Tobacco damages the skin according to three main mechanisms. First, cigarettes contain nicotine, a toxic substance that destroys vitamin C. In fact, nicotine is so toxic that even non-smokers lose vitamin C when exposed to cigarette smoke. This is a problem, among other things, because our body uses vitamin C to produce collagen fibers that give the skin its strength. Collagen is the main structural protein of the skin, which gives it its elasticity. When collagen begins to break down due to lack of vitamin C due to the effects of nicotine, the skin starts to wrinkle and sag.
Cigarette smoke is harmful to the skin, especially because of its action on the blood vessels. The blood brings oxygen and nutrients to the skin cells, but smoking causes vasoconstriction, a decrease in the size of the blood vessels. As the blood vessels contract, less oxygen and nutrients reach the skin cells. A cigarette can reduce the supply of oxygen to the skin for up to ninety minutes, leaving the skin gray and dull.
Smoking increases wrinkles by 80%. By constantly pulling on a cigarette and squinting to see through the smoke, wrinkles form.
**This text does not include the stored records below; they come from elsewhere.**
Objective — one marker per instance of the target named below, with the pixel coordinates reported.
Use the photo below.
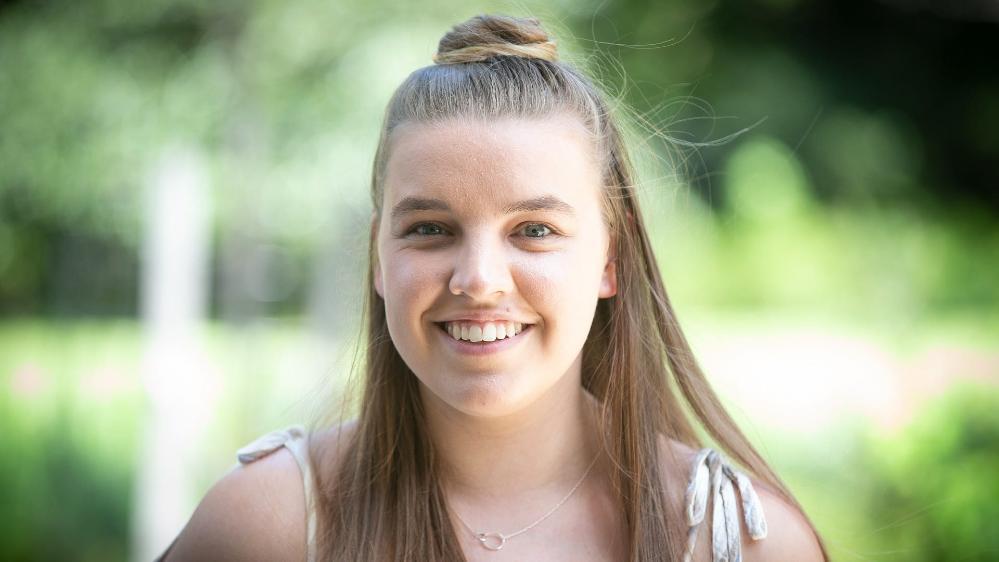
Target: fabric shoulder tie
(295, 439)
(712, 476)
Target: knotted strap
(711, 475)
(295, 439)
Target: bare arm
(255, 512)
(789, 536)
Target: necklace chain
(495, 541)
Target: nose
(481, 270)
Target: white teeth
(489, 331)
(474, 333)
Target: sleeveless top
(711, 478)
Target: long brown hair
(383, 499)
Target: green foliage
(934, 493)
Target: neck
(545, 446)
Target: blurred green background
(821, 180)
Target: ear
(376, 268)
(608, 283)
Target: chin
(482, 396)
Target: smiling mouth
(482, 333)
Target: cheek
(563, 287)
(410, 285)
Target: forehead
(484, 164)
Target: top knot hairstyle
(383, 499)
(484, 37)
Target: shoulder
(255, 512)
(789, 535)
(258, 510)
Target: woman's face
(492, 230)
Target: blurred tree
(934, 494)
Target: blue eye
(536, 231)
(426, 229)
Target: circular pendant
(491, 541)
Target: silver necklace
(492, 540)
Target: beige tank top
(712, 480)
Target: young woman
(528, 392)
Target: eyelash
(551, 231)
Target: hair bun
(483, 37)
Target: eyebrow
(542, 203)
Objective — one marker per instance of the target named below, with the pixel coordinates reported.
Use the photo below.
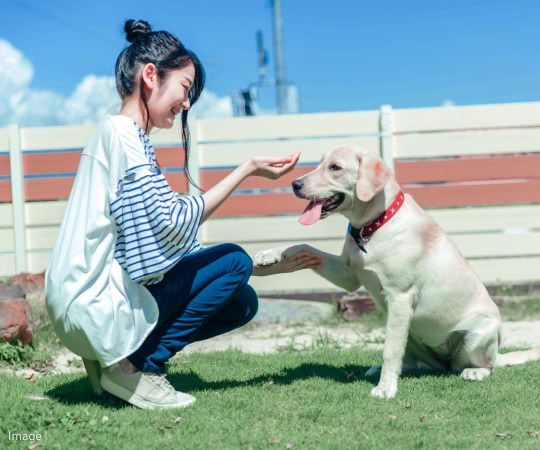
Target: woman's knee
(239, 260)
(250, 302)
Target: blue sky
(342, 55)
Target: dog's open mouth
(320, 209)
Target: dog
(438, 313)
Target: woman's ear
(373, 175)
(149, 75)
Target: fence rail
(477, 169)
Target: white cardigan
(123, 228)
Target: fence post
(193, 162)
(387, 138)
(194, 168)
(17, 197)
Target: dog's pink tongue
(312, 213)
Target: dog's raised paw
(475, 374)
(384, 391)
(374, 371)
(267, 257)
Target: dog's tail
(515, 358)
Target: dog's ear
(373, 175)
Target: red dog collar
(362, 235)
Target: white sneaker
(143, 389)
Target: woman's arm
(262, 166)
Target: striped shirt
(155, 227)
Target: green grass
(304, 400)
(521, 310)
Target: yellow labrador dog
(438, 312)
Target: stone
(30, 281)
(15, 314)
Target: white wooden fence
(501, 239)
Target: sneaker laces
(160, 381)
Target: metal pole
(280, 70)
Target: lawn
(311, 400)
(317, 398)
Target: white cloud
(94, 97)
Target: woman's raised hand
(292, 263)
(272, 167)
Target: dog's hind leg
(475, 356)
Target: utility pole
(280, 70)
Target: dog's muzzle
(298, 185)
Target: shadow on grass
(79, 392)
(191, 381)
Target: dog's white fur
(439, 314)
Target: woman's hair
(167, 53)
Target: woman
(128, 286)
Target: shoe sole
(93, 370)
(135, 399)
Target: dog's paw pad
(266, 258)
(475, 374)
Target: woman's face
(168, 96)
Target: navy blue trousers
(204, 295)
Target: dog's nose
(298, 185)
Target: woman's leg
(204, 295)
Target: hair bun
(136, 28)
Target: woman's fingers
(303, 261)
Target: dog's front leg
(334, 268)
(397, 331)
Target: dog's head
(345, 175)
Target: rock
(353, 305)
(15, 314)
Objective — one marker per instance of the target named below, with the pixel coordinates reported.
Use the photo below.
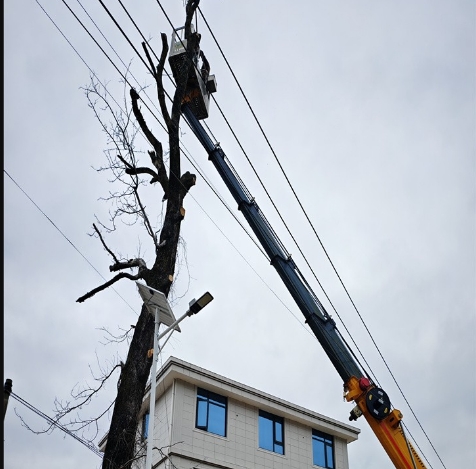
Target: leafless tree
(120, 449)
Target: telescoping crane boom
(371, 402)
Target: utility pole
(7, 389)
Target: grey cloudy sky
(370, 108)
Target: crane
(370, 401)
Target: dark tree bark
(121, 439)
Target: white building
(204, 420)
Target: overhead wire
(300, 206)
(315, 233)
(55, 423)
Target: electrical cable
(314, 232)
(317, 237)
(55, 423)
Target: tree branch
(158, 151)
(108, 284)
(128, 265)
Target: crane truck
(371, 402)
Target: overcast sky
(370, 109)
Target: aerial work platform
(200, 84)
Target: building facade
(204, 420)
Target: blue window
(271, 432)
(145, 426)
(211, 412)
(322, 449)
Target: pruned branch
(157, 160)
(128, 265)
(104, 244)
(108, 284)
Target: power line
(55, 423)
(343, 285)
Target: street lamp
(157, 305)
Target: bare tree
(121, 439)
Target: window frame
(145, 426)
(326, 444)
(212, 401)
(276, 443)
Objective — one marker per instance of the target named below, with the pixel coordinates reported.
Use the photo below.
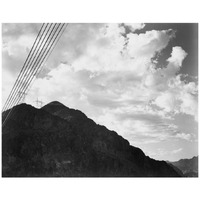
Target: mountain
(189, 167)
(56, 141)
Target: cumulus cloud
(108, 73)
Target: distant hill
(56, 141)
(189, 167)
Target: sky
(140, 80)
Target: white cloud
(110, 76)
(135, 26)
(177, 151)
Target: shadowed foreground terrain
(189, 167)
(56, 141)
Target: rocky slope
(189, 167)
(58, 141)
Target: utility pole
(21, 96)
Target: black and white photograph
(100, 100)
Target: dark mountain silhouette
(56, 141)
(189, 167)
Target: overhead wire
(39, 64)
(22, 70)
(25, 72)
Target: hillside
(56, 141)
(189, 167)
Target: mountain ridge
(58, 141)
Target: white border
(99, 11)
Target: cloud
(177, 151)
(135, 26)
(109, 73)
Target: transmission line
(33, 71)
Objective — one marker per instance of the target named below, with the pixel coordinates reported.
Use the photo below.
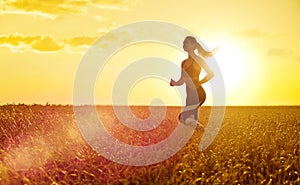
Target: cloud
(80, 40)
(250, 33)
(42, 43)
(279, 52)
(58, 7)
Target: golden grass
(256, 145)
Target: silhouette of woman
(190, 71)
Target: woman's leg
(193, 98)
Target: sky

imagine an apple cut in half that starts to brown quickly. This phenomenon is due to the oxygen of the air and is called oxidation: the air gradually destroys the flesh of the fruit. Put salt on the apple to prevent it from browning so quickly. Salt acts as an antioxidant on the apple and protects the flesh of the fruit. Some vitamins such as A, C and E have the same effect on the skin and so it is important to consume a lot of fruits and vegetables. However, people who have smoked for a long time are usually ten years older than non-smokers of the same age.